Constitutional context
Congress has broad authority to establish uniform bankruptcy laws under Article I, Section 8, Clause 4, and to regulate interstate commerce under the Commerce Clause. However, the bill's strict liability provisions extending to minority investors regardless of their control or conduct, and the retroactive 10-year clawback of executive compensation, could face Fifth Amendment Due Process and Takings Clause challenges. Under Cedar Point Nursery v. Hassid (2021), courts have expanded scrutiny of government actions that effectively compel transfers of private property without compensation.

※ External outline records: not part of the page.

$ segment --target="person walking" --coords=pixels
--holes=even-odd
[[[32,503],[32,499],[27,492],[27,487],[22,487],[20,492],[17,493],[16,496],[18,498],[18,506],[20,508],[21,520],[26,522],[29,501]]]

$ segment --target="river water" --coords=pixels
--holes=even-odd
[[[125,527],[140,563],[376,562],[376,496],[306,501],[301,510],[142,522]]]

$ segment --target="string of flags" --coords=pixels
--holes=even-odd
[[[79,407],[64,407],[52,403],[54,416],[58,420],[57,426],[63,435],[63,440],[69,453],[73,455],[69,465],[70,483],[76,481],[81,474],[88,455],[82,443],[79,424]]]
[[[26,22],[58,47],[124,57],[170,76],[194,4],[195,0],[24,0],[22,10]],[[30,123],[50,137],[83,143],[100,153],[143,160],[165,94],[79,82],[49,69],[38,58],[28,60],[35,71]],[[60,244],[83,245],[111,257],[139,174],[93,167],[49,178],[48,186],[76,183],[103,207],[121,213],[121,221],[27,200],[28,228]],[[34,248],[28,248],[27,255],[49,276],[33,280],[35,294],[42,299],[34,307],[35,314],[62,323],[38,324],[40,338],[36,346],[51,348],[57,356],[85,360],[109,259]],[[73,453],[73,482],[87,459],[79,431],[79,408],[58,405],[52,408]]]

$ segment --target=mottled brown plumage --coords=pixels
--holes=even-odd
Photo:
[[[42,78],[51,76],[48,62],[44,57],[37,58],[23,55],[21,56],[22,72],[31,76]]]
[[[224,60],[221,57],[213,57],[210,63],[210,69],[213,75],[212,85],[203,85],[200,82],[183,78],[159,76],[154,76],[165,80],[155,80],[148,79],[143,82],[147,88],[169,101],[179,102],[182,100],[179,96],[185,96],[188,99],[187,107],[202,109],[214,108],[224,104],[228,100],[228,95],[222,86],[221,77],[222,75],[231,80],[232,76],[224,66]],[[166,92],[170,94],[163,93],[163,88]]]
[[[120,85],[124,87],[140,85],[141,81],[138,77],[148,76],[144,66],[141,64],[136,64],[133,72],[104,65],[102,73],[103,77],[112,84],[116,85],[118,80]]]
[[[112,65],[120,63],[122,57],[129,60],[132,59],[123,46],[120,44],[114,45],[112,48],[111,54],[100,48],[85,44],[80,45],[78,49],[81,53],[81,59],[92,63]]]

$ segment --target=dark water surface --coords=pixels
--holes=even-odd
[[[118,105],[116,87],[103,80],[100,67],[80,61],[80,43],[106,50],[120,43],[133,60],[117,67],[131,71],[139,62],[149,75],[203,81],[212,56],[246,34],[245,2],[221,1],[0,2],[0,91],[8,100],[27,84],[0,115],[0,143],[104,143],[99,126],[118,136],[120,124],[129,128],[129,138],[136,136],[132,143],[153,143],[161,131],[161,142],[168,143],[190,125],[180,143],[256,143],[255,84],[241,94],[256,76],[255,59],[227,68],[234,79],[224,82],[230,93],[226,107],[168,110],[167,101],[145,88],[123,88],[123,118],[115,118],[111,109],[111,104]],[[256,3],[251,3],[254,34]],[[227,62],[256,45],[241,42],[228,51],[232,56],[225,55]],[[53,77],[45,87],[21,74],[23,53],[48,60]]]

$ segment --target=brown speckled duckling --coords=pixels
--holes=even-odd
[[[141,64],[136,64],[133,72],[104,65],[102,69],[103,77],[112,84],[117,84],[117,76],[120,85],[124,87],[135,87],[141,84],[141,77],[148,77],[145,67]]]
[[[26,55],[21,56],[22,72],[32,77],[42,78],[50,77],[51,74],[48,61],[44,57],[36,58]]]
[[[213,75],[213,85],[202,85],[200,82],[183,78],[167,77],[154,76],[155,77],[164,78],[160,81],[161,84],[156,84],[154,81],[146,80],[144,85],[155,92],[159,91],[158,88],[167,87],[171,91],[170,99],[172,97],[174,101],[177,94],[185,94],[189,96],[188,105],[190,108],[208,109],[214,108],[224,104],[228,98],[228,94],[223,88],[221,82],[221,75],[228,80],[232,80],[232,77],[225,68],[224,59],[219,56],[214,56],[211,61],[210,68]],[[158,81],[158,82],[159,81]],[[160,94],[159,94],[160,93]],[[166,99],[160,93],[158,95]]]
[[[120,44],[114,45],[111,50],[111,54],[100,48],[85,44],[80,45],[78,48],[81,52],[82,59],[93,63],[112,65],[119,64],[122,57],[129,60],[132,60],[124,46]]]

Post-Loper Bright (2024), any agency rules implementing these provisions would face independent judicial review without deference.
Checks and balances
Congress would expand the power of bankruptcy courts and trustees to recover assets and impose liability; bankruptcy judges retain discretion in individual cases, and affected parties — including investors and executives — could challenge provisions through federal courts under the Fifth Amendment's Due Process and Takings Clauses.
Historical precedent
Several coal companies, including Peabody Energy (2016) and Arch Coal (2016), used Chapter 11 bankruptcy to shed or reduce environmental reclamation obligations, prompting congressional and regulatory debate about closing this gap in existing law.